There’s also a big demand for graph type problems in the financial industry, such as the aforementioned area of fraud detection. In this case banks need to search through thousands or even millions of credit transactions looking for evidence of bogus activity. The volume of transactions and the need for real-time response is pushing this application beyond the bounds of conventional computing systems.
Conventional the XMT is not. The supercomputer has some stand-out features not found in other highly-parallel platforms. The most obvious is that it marries an extreme multithreading CPU, Cray’s custom Threadstorm processor, with a high-capacity shared memory architecture. Many shared memory systems, such as SGI’s Altix UV, are based on conventional x86 technology. Although a UV machine can offer up to 64 threads per node (with four 8-core CPUs), one Threadstorm chip supports 128 threads. Better yet, each Threadstorm draws just 30 watts, or about a third that of a high-end x86 CPU. In addition, the XMT supports fine-grained synchronization in the hardware, in order to hide latencies across the threads.
The underlying architecture is based on the Cray’s mainstream XT platform, right down to the SeaStar2 interconnect and the AMD socket that Cray uses for the Threadstorm processors. In this way the company was able to reuse existing componentry, while at the same time providing a highly scalable platform for the Threadstorm technology. Today the system tops out at 8,024 processors, which can aggregate more than a million threads, and 64 terabytes of shared memory, the highest capacity of any such machine, says Mufti.

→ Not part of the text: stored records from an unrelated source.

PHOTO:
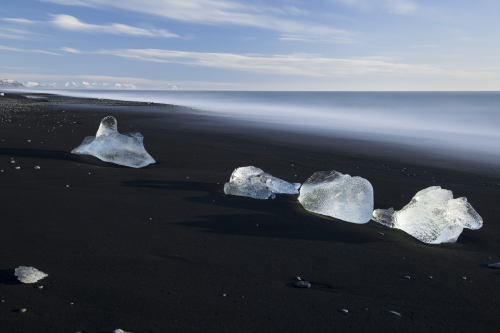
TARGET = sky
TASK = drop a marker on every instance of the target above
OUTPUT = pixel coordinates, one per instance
(325, 45)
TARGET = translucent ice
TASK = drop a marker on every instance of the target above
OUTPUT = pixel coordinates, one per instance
(29, 274)
(337, 195)
(110, 146)
(432, 216)
(255, 183)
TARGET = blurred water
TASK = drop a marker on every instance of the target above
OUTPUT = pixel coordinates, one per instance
(461, 122)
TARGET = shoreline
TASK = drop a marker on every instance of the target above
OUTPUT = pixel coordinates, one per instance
(155, 249)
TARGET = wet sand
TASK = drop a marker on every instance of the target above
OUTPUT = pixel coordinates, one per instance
(161, 249)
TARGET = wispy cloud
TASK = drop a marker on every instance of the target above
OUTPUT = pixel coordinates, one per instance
(393, 6)
(16, 49)
(68, 22)
(18, 20)
(294, 64)
(215, 12)
(318, 39)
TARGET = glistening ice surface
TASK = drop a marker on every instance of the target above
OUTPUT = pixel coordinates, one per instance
(432, 216)
(110, 146)
(255, 183)
(337, 195)
(29, 274)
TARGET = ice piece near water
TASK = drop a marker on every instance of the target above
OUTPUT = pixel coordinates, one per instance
(384, 216)
(255, 183)
(29, 274)
(334, 194)
(110, 146)
(432, 216)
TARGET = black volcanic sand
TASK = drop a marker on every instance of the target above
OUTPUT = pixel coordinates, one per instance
(161, 249)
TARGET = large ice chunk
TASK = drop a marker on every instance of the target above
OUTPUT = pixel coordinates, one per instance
(432, 216)
(29, 274)
(110, 146)
(255, 183)
(334, 194)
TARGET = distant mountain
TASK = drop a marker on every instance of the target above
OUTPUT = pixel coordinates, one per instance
(11, 84)
(31, 84)
(100, 85)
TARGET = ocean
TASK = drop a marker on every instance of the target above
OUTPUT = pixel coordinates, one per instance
(464, 124)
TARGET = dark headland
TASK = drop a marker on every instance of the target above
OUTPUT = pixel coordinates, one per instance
(161, 249)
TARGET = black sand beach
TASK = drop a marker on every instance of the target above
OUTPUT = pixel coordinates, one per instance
(161, 249)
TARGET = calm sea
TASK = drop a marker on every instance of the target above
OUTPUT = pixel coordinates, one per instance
(465, 123)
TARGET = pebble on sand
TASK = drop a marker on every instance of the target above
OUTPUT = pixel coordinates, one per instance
(303, 284)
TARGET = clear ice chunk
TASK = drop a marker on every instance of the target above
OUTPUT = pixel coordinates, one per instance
(334, 194)
(29, 274)
(255, 183)
(110, 146)
(432, 216)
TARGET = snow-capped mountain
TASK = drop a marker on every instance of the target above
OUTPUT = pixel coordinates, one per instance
(11, 84)
(99, 85)
(31, 84)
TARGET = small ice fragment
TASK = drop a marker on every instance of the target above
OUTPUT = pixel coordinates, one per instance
(337, 195)
(110, 146)
(383, 216)
(303, 284)
(29, 274)
(432, 216)
(255, 183)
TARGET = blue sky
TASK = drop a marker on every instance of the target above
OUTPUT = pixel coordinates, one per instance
(257, 45)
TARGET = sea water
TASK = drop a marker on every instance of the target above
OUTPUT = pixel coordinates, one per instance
(466, 124)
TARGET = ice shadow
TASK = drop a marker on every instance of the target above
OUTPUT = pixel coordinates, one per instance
(282, 217)
(58, 155)
(7, 277)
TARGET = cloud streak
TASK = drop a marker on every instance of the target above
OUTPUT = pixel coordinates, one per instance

According to him, an XMT supercomputer can deliver 10 to 100 times better performance than conventional architectures on problems that exhibit irregular data access patterns. Making comparisons is somewhat problematic, though. There is as yet no widely accepted benchmark for graph problems. The new Graph 500 organization wants to fill that void, but that benchmark is still evolving. For the first Graph 500 results announced at SC10 last November, a 128-node XMT machine came in third place, beat out only by two much larger systems: an IBM Blue Gene/P (using 8,192 nodes) and a Cray XT4 (using 544 nodes).
Despite its computational muscle and its five-year history, the XMT business is still very much a work in progress. Mufti’s Knowledge Management team, which oversees the XMT product, is run out of Cray’s Custom Engineering division, a group that is focused on developing new business opportunities. Cray doesn’t break out how much revenue is generated from XMT sales, and you’d be hard-pressed to find a dollar figure associated with any current deployment at government agencies or research labs. Nevertheless, the company must be gleaning enough sales to warrant on-going development.

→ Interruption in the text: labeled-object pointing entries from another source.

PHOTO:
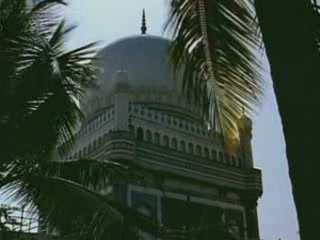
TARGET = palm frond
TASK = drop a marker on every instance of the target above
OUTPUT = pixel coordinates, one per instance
(43, 90)
(73, 208)
(214, 46)
(94, 174)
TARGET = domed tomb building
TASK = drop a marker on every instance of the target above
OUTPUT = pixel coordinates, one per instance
(138, 114)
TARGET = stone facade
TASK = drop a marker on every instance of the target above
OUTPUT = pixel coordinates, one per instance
(188, 171)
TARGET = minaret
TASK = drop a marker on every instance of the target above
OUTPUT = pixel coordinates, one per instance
(245, 134)
(143, 24)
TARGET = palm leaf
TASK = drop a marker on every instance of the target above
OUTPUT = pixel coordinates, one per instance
(214, 47)
(41, 90)
(65, 194)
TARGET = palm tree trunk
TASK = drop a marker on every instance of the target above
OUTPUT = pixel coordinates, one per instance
(289, 39)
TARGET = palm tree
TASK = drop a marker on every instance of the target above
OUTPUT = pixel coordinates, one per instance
(215, 44)
(39, 85)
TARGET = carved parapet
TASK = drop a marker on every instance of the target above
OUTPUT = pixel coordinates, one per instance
(120, 145)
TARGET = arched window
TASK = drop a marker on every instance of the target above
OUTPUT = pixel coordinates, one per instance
(221, 159)
(206, 153)
(234, 161)
(90, 148)
(140, 134)
(182, 146)
(190, 148)
(148, 136)
(227, 159)
(174, 143)
(166, 141)
(198, 151)
(239, 161)
(214, 155)
(156, 139)
(131, 128)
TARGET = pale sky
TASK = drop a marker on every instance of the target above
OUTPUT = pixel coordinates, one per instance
(109, 20)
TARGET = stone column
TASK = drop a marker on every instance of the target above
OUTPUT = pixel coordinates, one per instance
(245, 134)
(252, 230)
(121, 101)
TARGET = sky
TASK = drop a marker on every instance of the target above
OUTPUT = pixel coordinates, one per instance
(109, 20)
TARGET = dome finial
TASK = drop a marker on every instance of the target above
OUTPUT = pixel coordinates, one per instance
(143, 25)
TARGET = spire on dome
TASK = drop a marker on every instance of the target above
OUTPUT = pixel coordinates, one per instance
(143, 25)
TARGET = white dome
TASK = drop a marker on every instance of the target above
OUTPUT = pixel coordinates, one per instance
(144, 58)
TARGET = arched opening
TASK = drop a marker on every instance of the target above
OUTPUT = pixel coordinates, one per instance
(214, 155)
(90, 148)
(157, 138)
(131, 128)
(182, 146)
(190, 148)
(140, 134)
(148, 136)
(166, 141)
(198, 151)
(206, 153)
(221, 159)
(174, 143)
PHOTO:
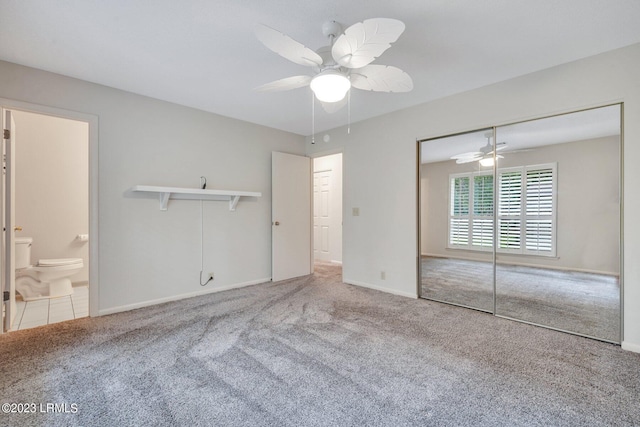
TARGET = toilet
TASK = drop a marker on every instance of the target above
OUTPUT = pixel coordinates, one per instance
(47, 279)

Sometime later this year, Cray intends to launch XMT-2, the first system upgrade in five years. As it targets the broader market, Cray is also looking to make the machine easier to use. A lot of this will come via partnerships with software firms like Cambridge Semantics and Clark & Parsia, LLC, who are developing semantics tools and middleware for large-scale analytics.

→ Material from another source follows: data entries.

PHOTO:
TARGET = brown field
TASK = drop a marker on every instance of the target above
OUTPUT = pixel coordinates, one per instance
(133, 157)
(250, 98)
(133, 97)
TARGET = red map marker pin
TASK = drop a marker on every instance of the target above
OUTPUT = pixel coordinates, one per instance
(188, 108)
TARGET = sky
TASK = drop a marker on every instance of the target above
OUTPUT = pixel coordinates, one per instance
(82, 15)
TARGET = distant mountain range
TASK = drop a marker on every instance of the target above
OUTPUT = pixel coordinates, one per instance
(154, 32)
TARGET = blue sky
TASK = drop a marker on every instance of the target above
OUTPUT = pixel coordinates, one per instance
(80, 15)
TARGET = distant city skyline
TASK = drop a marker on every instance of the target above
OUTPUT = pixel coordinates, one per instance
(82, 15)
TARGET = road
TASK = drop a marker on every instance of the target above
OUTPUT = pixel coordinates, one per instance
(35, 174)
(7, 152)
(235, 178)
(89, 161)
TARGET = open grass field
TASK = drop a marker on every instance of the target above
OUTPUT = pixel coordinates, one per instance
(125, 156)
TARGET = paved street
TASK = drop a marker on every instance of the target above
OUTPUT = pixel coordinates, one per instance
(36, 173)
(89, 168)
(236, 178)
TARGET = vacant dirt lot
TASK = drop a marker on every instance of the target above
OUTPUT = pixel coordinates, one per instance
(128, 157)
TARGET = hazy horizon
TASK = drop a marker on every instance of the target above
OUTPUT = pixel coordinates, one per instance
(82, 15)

For the XMT-2 system itself, Cray is focusing on scalability and TCO. Although not ready to release details, according to Mufti the next generation has scaled “significantly.” This was done to accommodate the ever-growing problem size, especially in regard to database memory requirements. While this is yet to be confimed, it’s logical to assume the new system will move up to the latest Gemini interconnect used in the XT and XE lines in order to take advantage of the increased performance. The next-generation Threadstorm processors will also likely benefit from smaller transistor geometries, allowing for better performance-per watt, more threads, or a little of both. Overall, says Mufti, XMT-2 will be denser as well as more more energy efficient, and the underlying technology “will be taken to the next level.”